Dump files output floating point numbers with only 6-7 digits precision (using the printf() style
%g format). That can lead to significant differences to values computed based on the native precision of double precision floating point numbers (15-16). You can use dump_modify to change this to, e.g.
Another possible reason for differences may be inconsistencies between energy and force in the force styles. This can be tested internally in LAMMPS using the fix numdiff command — LAMMPS documentation
I’m not sure the mathematics quite works out. Consider a simulation box with two identical LJ particles. At almost all distances (within the cutoff) the force between them will be non-zero – but I think LAMMPS will always print that they both have the same potential energy using
The force is the gradient of the energy with respect to changes in position of one particle, not the gradient of the energy between one particle’s position and another particle’s position. In any case the per-atom energy generally depends on your convention for dividing up interaction energies (of the three atoms in an angle interaction, how much energy does each atom own? What about the four atoms in a dihedral?).

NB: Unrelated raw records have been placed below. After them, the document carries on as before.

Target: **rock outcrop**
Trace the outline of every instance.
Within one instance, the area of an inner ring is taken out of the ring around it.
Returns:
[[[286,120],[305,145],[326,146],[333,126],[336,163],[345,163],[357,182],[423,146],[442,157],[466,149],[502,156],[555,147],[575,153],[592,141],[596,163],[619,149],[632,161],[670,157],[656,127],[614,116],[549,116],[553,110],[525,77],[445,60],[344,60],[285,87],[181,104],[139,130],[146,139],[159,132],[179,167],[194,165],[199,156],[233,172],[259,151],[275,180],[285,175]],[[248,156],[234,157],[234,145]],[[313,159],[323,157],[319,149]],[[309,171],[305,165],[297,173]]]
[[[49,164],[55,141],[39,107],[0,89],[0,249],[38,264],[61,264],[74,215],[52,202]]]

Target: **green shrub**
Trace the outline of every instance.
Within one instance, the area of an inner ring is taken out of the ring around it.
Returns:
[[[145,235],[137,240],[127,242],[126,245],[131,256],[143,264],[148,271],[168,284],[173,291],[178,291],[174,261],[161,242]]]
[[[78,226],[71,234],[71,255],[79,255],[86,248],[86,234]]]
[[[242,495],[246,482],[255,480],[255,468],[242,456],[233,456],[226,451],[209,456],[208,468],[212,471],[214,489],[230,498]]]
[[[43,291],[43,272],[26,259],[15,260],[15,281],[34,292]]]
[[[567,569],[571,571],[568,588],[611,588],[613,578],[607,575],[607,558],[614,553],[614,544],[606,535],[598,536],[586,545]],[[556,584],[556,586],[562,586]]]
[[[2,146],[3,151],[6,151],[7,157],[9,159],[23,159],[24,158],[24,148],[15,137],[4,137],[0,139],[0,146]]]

Apologies if you had a very different bit of math in mind.
Sorry, I missed this recent answer.
Indeed, I got confused with the force calculated using the gradient using the changes in the position of one particle (as done by lammps using numdiff for instance) and the forces I calculated using the position of one atom and another atom… the latter observable is the one i’m interested in to explain some of my physics.
Using the numdiff suggestion from Alex I indeed got zero forces similar to the ones obtained with fx fy fz values, so no error in the way the code was calculating the forces.